Elon Musk: “I will resign as CEO” of Twitter

Elon Musk respects Twitter’s users’ edict, it seems. Musk tweeted on Tuesday that he will step down as head of Twitter once he finds a suitable replacement. Twitter owner poll follows Published Sunday Where he asked users if he should step down as chairman of Twitter. More than 57% voted in favor of Musk’s resignation.

“I will resign as CEO as soon as I find someone stupid enough to take the job!” musk chirp to 112.5 million followers on Tuesday. “After that, I will just run the software and server teams.”

More than 17.5 million people voted in Musk’s poll. Twitter as a whole had about 238 million daily users at the end of June.

The billionaire, who is also the chairman of automaker Tesla and rocket maker SpaceX, has a history of reversing decisions soon after they are announced or implemented.

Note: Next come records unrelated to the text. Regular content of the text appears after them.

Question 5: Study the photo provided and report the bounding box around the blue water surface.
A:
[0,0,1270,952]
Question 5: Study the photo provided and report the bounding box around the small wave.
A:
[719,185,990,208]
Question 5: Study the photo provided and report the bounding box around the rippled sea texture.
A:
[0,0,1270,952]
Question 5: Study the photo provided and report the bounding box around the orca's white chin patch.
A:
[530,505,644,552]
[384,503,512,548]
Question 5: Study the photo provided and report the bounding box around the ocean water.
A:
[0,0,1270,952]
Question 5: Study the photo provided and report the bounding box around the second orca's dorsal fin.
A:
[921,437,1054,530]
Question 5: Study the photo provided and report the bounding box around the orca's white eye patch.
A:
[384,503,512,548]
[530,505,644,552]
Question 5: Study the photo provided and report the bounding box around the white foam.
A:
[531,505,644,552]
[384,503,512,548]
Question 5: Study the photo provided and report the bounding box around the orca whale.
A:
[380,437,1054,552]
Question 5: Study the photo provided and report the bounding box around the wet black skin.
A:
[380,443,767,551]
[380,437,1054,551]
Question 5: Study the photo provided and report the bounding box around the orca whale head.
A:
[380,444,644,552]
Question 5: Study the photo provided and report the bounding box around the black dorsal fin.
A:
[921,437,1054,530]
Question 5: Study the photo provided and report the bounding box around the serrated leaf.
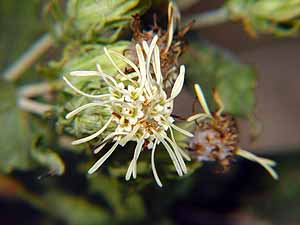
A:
[67,0,151,42]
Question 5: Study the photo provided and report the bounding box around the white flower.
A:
[64,36,193,186]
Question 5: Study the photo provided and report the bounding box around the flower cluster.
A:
[64,36,193,186]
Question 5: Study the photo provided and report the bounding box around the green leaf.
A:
[0,80,31,173]
[88,173,145,223]
[44,191,112,225]
[31,138,65,175]
[184,43,256,117]
[226,0,300,36]
[65,0,151,42]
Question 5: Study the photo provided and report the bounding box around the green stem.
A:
[3,34,54,81]
[184,7,230,29]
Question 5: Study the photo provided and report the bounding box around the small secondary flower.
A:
[187,84,278,179]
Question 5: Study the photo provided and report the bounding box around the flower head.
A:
[64,36,193,186]
[187,84,278,179]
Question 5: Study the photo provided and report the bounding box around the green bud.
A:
[227,0,300,36]
[57,41,129,141]
[65,0,150,42]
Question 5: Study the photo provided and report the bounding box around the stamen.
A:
[151,140,163,187]
[168,65,185,101]
[170,123,194,137]
[63,77,110,98]
[72,117,113,145]
[88,141,119,174]
[151,129,183,176]
[165,136,187,174]
[170,129,191,161]
[194,84,212,117]
[66,102,105,120]
[153,46,163,85]
[186,113,210,122]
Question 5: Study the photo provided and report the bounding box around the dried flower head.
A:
[188,84,278,179]
[64,35,193,186]
[125,1,192,88]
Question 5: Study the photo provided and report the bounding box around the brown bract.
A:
[189,113,239,170]
[124,12,192,88]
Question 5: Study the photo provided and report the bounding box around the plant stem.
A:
[3,34,54,81]
[184,7,229,29]
[177,0,198,10]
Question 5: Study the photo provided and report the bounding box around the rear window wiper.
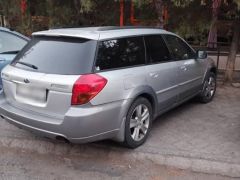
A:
[15,62,38,69]
[0,50,19,54]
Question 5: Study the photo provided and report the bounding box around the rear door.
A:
[144,35,178,111]
[2,37,96,118]
[164,35,204,101]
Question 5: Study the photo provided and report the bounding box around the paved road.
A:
[0,87,240,179]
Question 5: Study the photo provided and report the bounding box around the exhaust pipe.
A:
[56,136,70,144]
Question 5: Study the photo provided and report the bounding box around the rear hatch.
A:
[2,36,96,119]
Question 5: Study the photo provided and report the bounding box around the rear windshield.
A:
[12,37,97,75]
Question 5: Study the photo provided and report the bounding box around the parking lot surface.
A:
[0,86,240,179]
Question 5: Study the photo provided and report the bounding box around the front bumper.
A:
[0,93,129,143]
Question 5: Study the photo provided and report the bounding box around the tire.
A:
[199,72,217,103]
[124,97,153,148]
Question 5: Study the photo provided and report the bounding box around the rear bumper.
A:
[0,93,129,143]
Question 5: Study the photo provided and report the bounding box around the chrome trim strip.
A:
[157,85,178,94]
[178,76,202,86]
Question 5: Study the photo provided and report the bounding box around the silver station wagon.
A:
[0,27,216,148]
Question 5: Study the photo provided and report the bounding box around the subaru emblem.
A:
[23,79,30,83]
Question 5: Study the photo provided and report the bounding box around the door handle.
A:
[180,66,187,71]
[149,73,159,78]
[0,58,6,63]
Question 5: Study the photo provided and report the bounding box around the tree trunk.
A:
[207,0,221,48]
[224,21,240,83]
[153,0,164,28]
[119,0,124,26]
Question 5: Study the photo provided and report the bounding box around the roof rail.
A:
[98,26,162,31]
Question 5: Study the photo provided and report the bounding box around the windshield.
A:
[12,37,97,75]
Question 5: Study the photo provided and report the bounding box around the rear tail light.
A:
[71,74,107,105]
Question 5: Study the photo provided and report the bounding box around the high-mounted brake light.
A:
[71,74,107,105]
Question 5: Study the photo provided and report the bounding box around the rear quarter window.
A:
[95,37,145,71]
[12,37,97,75]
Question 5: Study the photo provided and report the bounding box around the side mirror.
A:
[197,50,207,59]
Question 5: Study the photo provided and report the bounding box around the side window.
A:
[95,37,145,71]
[144,35,171,63]
[0,31,27,53]
[165,35,195,60]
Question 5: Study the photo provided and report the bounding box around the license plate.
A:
[16,84,47,103]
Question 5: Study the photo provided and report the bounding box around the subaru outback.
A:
[0,27,216,148]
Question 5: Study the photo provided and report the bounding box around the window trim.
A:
[92,35,147,73]
[0,30,28,43]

The sudden announcement of his intention to step down from the top job at the embattled social network comes nearly two months after Musk seized power. Under his leadership, Twitter faced mass layoffs, lawsuits from former employees, downturns in spending from advertisers, abrupt policy changes and international outrage after it suspended journalists and other high-profile users. Before Musk closed the deal to buy Twitter In October, it was reported that he was only planning to become CEO for a few months before handing over the reins.

Musk’s time as head of Twitter has so far been peppered with new policies that have sparked a backlash among the platform’s users and advertisers. In October, Twitter Feature briefly launched which allowed users to pay $8 to earn a “blue check” verification. It was soon exploited by trolls, who created accounts impersonating companies like Nintendo and Coke. Perhaps the most famous example of this, pharmaceutical company Eli Lilly saw its stock plunge after a fake account tweeted “We’re excited to announce that insulin is now free.”

He followed it up last week with Suspension of correspondent accounts Several publications have been critically covering his leadership, including The Washington Post, The New York Times, and CNN. These were restored after Musk polled users, nearly 59% of whom voted to cancel the immediate suspension.

Twitter also suspended more than two dozen accounts on the site that used publicly available flight information to track the location of private jets. Musk accused the account of providing “assassination coordinates” by tracking the movements of his private jet and linking it to an alleged stalking incident that took place in Los Angeles. The Washington Post reported Sunday that police have not identified the link.

After a series of dramatic policy changes, which Musk appeared to apologize for on Sunday, he promised There will be a vote for all major changes to move on.